As would be the case throughout the trial, Wishart's friends and family sat in the front row, immediately behind the prosecution table. When the testimony got rough—and it was plenty rough on the third day—family members would clasp hands for support. Those hands were clasped particularly tightly as crime scene technicians described Wishart's remains as they were found on the art gallery floor: nearly decapitated, disfigured, partially nude, posed. No mention of missing flesh.
 
 
Also sitting in the audience that day was the writer of “A Fine Madness,” Marcia Corbino, Sarasota's premier art historian. Corbino was also coauthor of
The History of Visual Art in Sarasota
(with Kevin Dean and Pat Ringling Buck, University Press of Florida, 2003). The book was her idea and its intent was to tell everyone about Sarasota's rich artistic past, something a lot of locals didn't know about because they were new.
Originally, Marcia Corbino had planned on writing about Joyce Wishart's murder journalistically. After she ran into official roadblocks between herself and the details of the crime, she decided, instead, to write about the murder in a fictionalized way.

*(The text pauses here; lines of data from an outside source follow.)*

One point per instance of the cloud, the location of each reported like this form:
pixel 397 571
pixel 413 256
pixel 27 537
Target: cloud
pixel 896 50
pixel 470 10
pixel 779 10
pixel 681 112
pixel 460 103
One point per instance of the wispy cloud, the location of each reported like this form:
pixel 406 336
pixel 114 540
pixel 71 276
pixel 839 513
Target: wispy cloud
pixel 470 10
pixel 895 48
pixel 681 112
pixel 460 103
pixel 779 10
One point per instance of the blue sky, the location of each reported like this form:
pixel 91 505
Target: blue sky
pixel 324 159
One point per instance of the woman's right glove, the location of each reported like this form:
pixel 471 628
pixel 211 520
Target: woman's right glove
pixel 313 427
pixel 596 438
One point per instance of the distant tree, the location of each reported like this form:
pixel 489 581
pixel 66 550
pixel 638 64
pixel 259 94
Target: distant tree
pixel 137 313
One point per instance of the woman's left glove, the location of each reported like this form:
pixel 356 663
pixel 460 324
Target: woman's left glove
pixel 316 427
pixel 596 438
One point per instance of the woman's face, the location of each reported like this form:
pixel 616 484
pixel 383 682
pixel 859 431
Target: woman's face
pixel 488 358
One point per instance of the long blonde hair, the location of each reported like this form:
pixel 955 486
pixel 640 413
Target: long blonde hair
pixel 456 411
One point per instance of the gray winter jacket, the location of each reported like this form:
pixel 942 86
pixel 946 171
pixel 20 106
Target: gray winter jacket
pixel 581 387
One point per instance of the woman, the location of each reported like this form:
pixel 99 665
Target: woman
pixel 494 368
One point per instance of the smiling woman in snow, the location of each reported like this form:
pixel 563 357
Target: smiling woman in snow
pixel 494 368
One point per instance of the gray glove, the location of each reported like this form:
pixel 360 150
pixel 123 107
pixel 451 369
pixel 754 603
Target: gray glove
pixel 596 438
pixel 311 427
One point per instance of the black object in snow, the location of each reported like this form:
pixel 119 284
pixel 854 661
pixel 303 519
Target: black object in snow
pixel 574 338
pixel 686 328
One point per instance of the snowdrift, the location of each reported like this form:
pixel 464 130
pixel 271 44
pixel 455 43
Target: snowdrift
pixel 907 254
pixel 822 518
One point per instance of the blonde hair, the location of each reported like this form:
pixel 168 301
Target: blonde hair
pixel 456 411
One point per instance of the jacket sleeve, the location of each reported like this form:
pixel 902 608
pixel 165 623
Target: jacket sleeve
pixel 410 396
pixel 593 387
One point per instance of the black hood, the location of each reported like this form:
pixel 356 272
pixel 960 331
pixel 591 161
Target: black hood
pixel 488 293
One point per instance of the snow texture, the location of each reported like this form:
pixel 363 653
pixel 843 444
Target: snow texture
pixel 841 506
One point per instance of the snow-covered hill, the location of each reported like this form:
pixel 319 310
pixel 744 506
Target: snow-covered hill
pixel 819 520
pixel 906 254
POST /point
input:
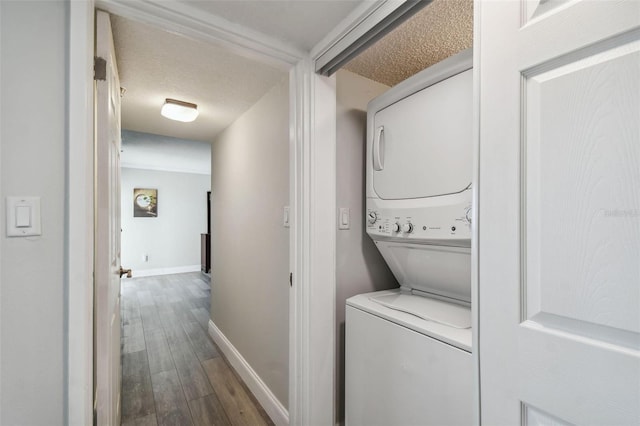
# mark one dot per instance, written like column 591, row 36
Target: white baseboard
column 260, row 390
column 165, row 271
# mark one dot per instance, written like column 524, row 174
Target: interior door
column 107, row 262
column 559, row 212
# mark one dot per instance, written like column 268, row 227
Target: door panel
column 107, row 223
column 559, row 212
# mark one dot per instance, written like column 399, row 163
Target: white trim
column 137, row 273
column 79, row 217
column 347, row 26
column 163, row 169
column 260, row 390
column 354, row 27
column 475, row 232
column 179, row 17
column 312, row 309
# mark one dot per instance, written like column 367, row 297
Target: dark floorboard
column 172, row 372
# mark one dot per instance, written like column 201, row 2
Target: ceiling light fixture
column 179, row 110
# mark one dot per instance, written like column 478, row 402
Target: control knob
column 372, row 217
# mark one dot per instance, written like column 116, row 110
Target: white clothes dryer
column 408, row 351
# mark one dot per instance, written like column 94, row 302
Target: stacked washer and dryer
column 408, row 350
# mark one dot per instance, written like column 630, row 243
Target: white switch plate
column 344, row 218
column 23, row 216
column 286, row 219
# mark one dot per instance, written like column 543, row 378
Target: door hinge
column 99, row 68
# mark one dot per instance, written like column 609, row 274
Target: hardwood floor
column 172, row 372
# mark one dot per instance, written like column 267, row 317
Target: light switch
column 23, row 216
column 344, row 219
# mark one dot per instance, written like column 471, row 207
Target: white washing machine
column 408, row 350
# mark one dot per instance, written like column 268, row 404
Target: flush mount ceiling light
column 179, row 110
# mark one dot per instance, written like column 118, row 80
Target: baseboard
column 165, row 271
column 260, row 390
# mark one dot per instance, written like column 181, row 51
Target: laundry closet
column 386, row 74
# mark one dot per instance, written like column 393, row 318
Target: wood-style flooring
column 172, row 372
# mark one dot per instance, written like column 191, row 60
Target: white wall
column 250, row 246
column 171, row 240
column 32, row 152
column 359, row 266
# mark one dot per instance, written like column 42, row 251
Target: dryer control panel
column 447, row 224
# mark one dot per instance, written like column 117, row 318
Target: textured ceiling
column 154, row 65
column 302, row 23
column 438, row 31
column 145, row 151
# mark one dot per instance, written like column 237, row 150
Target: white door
column 559, row 212
column 107, row 233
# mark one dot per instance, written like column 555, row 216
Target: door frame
column 312, row 171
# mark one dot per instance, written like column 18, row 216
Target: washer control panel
column 450, row 224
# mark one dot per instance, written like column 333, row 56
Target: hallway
column 172, row 373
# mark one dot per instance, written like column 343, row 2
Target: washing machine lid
column 422, row 144
column 457, row 337
column 426, row 308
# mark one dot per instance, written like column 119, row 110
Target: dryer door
column 422, row 144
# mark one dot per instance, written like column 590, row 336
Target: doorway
column 235, row 97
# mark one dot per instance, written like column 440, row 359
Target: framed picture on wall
column 145, row 202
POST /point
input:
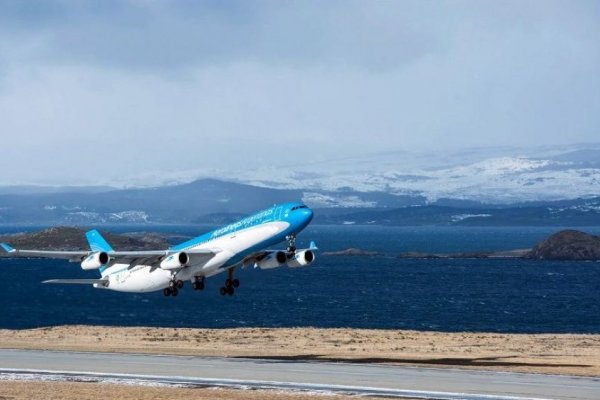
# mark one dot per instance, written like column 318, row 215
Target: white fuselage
column 233, row 246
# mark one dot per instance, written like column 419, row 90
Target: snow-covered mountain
column 502, row 176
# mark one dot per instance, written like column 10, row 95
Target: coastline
column 569, row 354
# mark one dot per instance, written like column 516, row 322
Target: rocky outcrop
column 567, row 245
column 353, row 252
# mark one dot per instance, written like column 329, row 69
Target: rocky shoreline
column 564, row 245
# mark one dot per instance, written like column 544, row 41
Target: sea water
column 499, row 295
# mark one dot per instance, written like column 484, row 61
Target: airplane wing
column 146, row 257
column 78, row 281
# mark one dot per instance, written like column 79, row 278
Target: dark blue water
column 366, row 292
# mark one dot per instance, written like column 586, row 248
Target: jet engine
column 301, row 258
column 272, row 260
column 95, row 261
column 175, row 261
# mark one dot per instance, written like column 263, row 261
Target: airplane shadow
column 464, row 362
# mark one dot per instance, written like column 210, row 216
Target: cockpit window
column 298, row 207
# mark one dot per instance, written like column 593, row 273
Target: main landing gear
column 198, row 283
column 174, row 286
column 230, row 284
column 291, row 243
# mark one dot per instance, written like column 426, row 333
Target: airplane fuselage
column 235, row 241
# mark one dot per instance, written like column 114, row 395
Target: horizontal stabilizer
column 78, row 281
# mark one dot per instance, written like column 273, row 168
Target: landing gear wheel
column 291, row 243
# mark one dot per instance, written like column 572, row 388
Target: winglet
column 7, row 247
column 97, row 242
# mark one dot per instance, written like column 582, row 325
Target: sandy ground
column 541, row 353
column 21, row 390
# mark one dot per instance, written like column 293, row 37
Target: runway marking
column 26, row 374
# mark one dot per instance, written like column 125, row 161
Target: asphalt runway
column 374, row 379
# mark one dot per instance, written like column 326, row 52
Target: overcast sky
column 95, row 91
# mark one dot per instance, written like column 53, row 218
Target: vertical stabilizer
column 97, row 242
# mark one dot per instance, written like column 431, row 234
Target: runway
column 382, row 380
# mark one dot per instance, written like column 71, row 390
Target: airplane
column 240, row 244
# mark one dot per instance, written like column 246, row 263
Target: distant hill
column 201, row 201
column 567, row 245
column 218, row 202
column 70, row 238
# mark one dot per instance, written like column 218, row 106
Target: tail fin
column 97, row 242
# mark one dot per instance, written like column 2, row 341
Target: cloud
column 129, row 87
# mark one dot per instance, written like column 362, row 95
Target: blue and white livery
column 240, row 244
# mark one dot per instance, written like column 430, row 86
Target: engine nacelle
column 302, row 258
column 95, row 261
column 175, row 261
column 273, row 260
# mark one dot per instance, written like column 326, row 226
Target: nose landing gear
column 230, row 284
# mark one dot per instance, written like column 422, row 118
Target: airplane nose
column 307, row 214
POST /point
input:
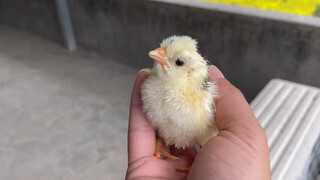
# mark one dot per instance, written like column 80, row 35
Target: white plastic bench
column 290, row 114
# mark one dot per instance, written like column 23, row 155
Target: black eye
column 179, row 62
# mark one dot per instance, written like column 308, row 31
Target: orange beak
column 159, row 56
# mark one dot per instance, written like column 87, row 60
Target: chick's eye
column 179, row 62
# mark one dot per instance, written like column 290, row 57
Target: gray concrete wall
column 249, row 50
column 35, row 16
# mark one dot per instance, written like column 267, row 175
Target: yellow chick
column 177, row 97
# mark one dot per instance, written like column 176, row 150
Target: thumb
column 233, row 112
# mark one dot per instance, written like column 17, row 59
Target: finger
column 179, row 151
column 233, row 112
column 141, row 135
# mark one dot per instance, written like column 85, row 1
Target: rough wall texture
column 35, row 16
column 250, row 51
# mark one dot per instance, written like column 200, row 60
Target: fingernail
column 146, row 70
column 215, row 72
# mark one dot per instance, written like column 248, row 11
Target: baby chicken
column 177, row 97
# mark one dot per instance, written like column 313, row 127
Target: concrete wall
column 249, row 50
column 35, row 16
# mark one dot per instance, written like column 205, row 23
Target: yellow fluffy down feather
column 177, row 98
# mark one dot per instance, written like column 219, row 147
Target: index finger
column 141, row 135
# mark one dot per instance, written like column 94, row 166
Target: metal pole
column 66, row 25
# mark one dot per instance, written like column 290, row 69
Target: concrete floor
column 62, row 115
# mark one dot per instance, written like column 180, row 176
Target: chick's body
column 177, row 99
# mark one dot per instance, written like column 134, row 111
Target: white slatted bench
column 290, row 114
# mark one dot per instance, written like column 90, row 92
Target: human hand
column 239, row 151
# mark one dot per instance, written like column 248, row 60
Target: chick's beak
column 159, row 56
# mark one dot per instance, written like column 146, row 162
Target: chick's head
column 178, row 58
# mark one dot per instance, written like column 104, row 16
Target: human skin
column 239, row 151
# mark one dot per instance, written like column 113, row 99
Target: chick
column 177, row 97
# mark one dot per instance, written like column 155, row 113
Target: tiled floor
column 62, row 115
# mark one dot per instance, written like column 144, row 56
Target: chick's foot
column 160, row 151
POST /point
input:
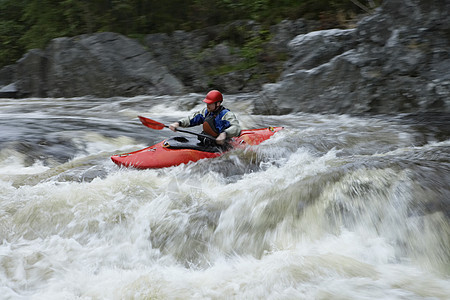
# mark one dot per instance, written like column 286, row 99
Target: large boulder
column 103, row 64
column 396, row 60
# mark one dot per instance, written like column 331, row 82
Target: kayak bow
column 181, row 150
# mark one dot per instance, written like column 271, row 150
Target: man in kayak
column 218, row 121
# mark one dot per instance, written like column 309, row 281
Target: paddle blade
column 151, row 123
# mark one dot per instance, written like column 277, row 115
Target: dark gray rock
column 396, row 60
column 104, row 64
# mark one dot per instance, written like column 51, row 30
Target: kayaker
column 218, row 121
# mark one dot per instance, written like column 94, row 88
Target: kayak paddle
column 158, row 126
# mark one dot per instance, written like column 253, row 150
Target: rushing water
column 332, row 207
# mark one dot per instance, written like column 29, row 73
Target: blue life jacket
column 214, row 119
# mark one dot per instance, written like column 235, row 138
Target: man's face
column 211, row 107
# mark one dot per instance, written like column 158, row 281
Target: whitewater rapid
column 331, row 207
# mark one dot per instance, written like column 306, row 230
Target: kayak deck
column 182, row 150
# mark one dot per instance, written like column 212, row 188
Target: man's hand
column 221, row 138
column 174, row 126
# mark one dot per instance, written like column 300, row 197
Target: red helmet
column 213, row 97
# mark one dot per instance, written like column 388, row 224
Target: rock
column 396, row 60
column 104, row 64
column 8, row 91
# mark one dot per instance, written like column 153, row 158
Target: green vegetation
column 27, row 24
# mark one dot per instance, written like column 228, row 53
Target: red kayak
column 181, row 150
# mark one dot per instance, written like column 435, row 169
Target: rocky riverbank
column 395, row 60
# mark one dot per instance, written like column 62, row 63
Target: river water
column 331, row 207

Corbino was frustrated by the experience of attending the trial. When it came time for the jury to see photos of the crime scene, and the images had been blown up and mounted on large pieces of cardboard, the exhibits were always held so that the press and spectators could not see.
“It was annoying,” Corbino later said. She tried to chase down the person whose permission she would need to view the photos, but she received the runaround.
“I got the impression that they'd never received a request like that before,” she recalled.
In hindsight, though, it was probably the offensive and unpublishable nature of the photos, rather than the request, that had officials nervous.
One thing was clear to Corbino. From what she knew about the crime scene, as an art critic she could tell the murder had been committed by a frustrated artist.
 
 
Marcia Corbino got some of the crime scene details she'd yearned for with the testimony of Valerie Howard. The criminalist stated that there could be no doubt that the attack had a strong sexual component.
“Some of the wounds were on her chest,” Howard said. She quickly added, almost as an afterthought: “And part of her groin area was missing.”
ME Russell Vega testified that the cause of death was twenty-three stab wounds. He had counted them all, adding, “I've never seen a case like this before.”
 
 
On Friday, May 8, 2009, the defense put on its case. With the jury outside the courtroom, Judge Roberts noted that in order to put forth an insanity defense, the defendant had to admit that he had committed the crime. There could be no such thing as “if I did, I was insane.” Judge Roberts wasn't sure that Murphy had ever officially confessed, so he straight-out asked Murphy, “Did you kill Joyce Wishart?”
Murphy's words were loud and clear. “Yes, Your Honor, I did.”
“Bring the jury back in,” Judge Roberts said, and the defense was allowed to proceed. The first defense witness was a coworker at the Regis salon in the Brandon Town Center.
“I had problems with staff being afraid,” said Sylvie Tarlton, the salon's former manager. “They didn't want to work with him.”
Frank Burns testified that Murphy placed a ladder up against his and his wife Stephanie's house in Tallahassee. By way of explanation Murphy said that aliens had led him to do it. Murphy recognized the guy as the one with the baseball bat who'd refused to let him down off a ladder until a sheriff's deputy arrived.